The Art of Being Easy At All Times, and In All Places, Written chiefly for the Use of a Lady of Quality. Made English from the French Original by Edward Combe, A.B. of Merton Coll. Oxon.
[ Deslandes, André François Boureau ].

London: Printed for C. Rivington at the Bible in Crown in St. Paul’s Church Yard, 1724. First English edition. It was first published in 1715 (L’art de ne point s’ennuyer) in both Paris and Amsterdam. Engraved initial letters, borders, and vignettes. A bit of darkstaining to gutter margins of first few gatherings and very faint intermittent dampstaining to lower margins, neither affecting legibility. A very good copy Modern quarter calf over marbled boards, gilt lettered spine with raised bands in five compartments Twelvemo. [22], 163, [1, blank], [ (Item ID: 16631)


André François Deslandes (1689-1757) was a French philosopher, Commissioner of the Port of Brest in 1716, a member of the Prussian Academy of Sciences, and a corresponding member of La Rochelle of the Académie des Inscriptions et Belles-Lettres. He was born into a prolific family in Pondichéry; his father was diplomat André Boreau-Delandes and his grandfather was François Martin (1634-1706), the founder and governor of Pondichéry. The Art of Being Easy At All Times is a guide for social conduct, specifically aimed at women.

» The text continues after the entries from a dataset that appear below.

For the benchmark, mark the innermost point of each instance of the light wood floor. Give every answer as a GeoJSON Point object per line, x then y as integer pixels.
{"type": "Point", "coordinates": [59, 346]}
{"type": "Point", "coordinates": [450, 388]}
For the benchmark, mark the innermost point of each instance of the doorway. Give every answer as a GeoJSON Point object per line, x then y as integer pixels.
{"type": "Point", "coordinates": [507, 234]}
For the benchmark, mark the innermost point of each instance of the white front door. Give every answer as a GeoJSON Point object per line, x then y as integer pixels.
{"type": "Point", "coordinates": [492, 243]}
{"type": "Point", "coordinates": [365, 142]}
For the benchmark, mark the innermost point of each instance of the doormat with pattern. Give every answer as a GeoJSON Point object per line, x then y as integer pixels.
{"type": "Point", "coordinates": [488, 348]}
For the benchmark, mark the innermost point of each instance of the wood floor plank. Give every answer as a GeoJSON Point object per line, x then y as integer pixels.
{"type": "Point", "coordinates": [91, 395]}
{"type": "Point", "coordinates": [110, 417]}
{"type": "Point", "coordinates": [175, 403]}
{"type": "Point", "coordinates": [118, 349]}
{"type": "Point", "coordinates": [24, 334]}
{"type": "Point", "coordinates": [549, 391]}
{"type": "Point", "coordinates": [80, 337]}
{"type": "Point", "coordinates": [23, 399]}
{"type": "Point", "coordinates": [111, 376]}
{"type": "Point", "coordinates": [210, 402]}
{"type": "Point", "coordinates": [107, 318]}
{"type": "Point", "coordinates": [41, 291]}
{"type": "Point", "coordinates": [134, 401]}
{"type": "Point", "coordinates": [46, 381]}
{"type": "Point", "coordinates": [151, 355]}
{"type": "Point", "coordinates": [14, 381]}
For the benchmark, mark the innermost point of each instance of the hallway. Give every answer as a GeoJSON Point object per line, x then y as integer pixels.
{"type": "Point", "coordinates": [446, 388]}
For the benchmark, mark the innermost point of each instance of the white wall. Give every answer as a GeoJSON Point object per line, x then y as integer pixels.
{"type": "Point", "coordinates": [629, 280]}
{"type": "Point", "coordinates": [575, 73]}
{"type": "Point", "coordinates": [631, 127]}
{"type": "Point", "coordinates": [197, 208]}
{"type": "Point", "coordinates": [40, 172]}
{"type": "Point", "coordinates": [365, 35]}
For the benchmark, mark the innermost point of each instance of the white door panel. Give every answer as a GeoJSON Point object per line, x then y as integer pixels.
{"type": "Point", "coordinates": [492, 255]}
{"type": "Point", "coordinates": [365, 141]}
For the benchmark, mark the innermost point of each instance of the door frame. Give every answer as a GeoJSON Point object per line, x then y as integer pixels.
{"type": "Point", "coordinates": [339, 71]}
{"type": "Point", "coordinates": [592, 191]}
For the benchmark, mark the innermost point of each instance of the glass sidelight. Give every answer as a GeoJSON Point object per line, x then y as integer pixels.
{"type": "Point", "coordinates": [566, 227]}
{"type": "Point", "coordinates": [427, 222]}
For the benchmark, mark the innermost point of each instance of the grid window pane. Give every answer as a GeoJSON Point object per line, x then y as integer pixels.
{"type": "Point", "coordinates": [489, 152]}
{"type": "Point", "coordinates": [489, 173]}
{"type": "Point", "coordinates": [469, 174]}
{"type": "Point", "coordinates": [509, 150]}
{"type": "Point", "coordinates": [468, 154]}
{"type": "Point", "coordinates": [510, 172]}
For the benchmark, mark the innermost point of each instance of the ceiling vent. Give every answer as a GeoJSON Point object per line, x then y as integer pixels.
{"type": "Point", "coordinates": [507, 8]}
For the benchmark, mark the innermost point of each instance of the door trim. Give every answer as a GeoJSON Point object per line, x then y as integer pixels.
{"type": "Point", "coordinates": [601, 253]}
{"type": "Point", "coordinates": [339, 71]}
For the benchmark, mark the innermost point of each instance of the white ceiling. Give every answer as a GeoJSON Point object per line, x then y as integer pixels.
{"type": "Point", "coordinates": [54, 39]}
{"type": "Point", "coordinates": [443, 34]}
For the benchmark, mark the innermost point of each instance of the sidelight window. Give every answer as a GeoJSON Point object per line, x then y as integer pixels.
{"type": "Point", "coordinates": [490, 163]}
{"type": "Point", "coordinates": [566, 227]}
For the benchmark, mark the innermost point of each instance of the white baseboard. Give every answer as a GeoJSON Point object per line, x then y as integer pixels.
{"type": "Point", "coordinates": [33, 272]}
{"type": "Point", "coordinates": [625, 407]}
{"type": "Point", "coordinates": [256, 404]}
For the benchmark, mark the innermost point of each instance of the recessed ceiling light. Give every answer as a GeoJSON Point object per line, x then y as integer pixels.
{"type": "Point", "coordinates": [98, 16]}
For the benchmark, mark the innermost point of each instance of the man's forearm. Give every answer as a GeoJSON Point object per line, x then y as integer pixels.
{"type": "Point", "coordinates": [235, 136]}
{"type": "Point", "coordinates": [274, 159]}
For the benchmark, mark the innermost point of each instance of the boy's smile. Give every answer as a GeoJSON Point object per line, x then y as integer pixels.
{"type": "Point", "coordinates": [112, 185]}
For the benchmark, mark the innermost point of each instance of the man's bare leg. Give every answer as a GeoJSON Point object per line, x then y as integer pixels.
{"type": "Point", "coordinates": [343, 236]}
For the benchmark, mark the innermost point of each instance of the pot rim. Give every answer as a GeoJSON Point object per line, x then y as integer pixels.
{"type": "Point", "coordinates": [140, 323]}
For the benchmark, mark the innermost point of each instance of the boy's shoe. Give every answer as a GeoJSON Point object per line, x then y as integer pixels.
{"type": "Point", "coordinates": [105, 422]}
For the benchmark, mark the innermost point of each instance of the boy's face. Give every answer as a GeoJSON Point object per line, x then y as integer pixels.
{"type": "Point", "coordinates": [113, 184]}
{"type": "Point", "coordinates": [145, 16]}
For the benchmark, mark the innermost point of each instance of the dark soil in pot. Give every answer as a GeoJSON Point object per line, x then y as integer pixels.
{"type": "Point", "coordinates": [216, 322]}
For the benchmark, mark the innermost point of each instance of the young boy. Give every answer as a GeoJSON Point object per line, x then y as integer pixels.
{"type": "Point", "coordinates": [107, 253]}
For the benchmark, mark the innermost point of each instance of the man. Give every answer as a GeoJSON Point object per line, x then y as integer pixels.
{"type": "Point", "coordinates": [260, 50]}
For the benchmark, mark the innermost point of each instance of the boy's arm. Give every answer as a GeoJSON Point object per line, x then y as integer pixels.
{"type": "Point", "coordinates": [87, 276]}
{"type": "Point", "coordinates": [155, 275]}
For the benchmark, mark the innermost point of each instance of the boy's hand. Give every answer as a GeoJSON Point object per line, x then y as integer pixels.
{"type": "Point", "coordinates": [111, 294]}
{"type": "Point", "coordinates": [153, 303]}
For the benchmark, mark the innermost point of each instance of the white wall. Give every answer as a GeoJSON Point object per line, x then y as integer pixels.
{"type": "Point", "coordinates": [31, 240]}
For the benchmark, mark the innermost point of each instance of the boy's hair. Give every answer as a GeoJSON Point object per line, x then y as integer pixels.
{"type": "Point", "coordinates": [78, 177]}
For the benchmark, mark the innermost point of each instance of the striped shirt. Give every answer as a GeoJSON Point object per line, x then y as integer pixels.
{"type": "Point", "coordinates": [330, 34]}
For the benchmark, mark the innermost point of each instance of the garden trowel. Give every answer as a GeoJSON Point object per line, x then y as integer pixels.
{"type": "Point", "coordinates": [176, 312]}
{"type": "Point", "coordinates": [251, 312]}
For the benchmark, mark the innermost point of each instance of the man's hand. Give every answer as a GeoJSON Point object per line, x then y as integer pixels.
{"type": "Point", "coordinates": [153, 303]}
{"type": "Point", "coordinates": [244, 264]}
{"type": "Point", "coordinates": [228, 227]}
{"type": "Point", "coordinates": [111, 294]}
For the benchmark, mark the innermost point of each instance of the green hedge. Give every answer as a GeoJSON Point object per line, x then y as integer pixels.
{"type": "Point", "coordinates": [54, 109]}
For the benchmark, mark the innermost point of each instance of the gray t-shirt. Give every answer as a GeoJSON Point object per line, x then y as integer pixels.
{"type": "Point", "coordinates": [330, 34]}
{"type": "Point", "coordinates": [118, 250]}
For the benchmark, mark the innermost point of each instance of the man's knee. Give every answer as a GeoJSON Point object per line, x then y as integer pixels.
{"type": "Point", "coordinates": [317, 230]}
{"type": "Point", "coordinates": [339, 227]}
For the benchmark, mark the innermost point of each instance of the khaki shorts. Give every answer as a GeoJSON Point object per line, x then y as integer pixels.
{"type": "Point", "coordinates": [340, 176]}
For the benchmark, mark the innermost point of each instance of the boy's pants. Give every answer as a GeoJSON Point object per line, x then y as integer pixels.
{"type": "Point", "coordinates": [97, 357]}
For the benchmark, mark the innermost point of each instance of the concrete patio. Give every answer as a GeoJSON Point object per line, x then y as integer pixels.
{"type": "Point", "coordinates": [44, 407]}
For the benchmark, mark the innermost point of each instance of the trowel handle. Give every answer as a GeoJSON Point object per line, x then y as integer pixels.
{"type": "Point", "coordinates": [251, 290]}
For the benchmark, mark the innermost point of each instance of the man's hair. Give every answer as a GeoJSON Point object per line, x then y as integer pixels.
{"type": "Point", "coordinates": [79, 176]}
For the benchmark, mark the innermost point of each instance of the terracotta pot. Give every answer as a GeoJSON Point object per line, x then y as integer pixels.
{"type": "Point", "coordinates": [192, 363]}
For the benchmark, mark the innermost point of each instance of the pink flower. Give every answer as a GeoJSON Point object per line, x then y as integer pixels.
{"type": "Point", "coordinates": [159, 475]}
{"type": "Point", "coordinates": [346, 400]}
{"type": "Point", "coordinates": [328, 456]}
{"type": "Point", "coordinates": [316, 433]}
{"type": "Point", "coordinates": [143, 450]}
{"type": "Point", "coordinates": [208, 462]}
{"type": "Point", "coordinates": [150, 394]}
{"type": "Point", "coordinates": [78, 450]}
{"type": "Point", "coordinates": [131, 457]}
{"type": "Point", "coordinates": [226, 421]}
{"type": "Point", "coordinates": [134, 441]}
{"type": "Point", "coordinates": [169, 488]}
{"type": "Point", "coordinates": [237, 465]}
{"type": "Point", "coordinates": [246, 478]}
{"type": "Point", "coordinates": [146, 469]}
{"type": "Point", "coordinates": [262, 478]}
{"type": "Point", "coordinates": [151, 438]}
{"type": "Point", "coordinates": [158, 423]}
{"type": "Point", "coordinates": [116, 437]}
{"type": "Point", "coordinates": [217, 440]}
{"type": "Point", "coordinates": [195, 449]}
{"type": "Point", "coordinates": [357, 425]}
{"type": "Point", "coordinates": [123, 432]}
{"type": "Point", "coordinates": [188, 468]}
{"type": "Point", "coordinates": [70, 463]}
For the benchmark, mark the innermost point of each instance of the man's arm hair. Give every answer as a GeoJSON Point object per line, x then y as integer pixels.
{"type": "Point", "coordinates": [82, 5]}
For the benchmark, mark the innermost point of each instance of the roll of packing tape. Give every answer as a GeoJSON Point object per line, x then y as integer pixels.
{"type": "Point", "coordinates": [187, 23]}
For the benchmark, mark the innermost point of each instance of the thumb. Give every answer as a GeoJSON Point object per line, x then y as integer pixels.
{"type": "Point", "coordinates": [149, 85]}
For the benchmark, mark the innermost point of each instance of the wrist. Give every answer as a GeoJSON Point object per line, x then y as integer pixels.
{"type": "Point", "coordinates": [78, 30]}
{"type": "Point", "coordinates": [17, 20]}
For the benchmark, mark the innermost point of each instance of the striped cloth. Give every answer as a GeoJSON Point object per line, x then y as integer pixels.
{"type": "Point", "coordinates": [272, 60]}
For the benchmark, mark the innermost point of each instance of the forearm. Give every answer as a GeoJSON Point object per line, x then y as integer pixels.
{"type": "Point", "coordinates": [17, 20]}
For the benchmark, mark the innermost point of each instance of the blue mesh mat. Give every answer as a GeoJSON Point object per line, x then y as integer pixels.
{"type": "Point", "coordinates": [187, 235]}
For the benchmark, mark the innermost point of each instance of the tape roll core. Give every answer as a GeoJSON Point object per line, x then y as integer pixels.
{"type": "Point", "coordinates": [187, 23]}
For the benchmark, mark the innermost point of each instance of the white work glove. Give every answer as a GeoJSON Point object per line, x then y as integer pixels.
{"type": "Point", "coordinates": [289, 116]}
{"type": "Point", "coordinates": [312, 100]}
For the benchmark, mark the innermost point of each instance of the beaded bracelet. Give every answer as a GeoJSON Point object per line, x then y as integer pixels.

Some of the topics it explores include whether or not studious persons are more subject to “uneasiness” than others, conversing tactfully with women, women being less subject to uneasiness than men, the exile of Ovid (that is, prizing moments that are spent alone), how to enlighten conversation (“sweetness,” “light jesting” and a good sense of humor are more important than wit, especially in polite company), the importance of reading in between business and pleasure, etc.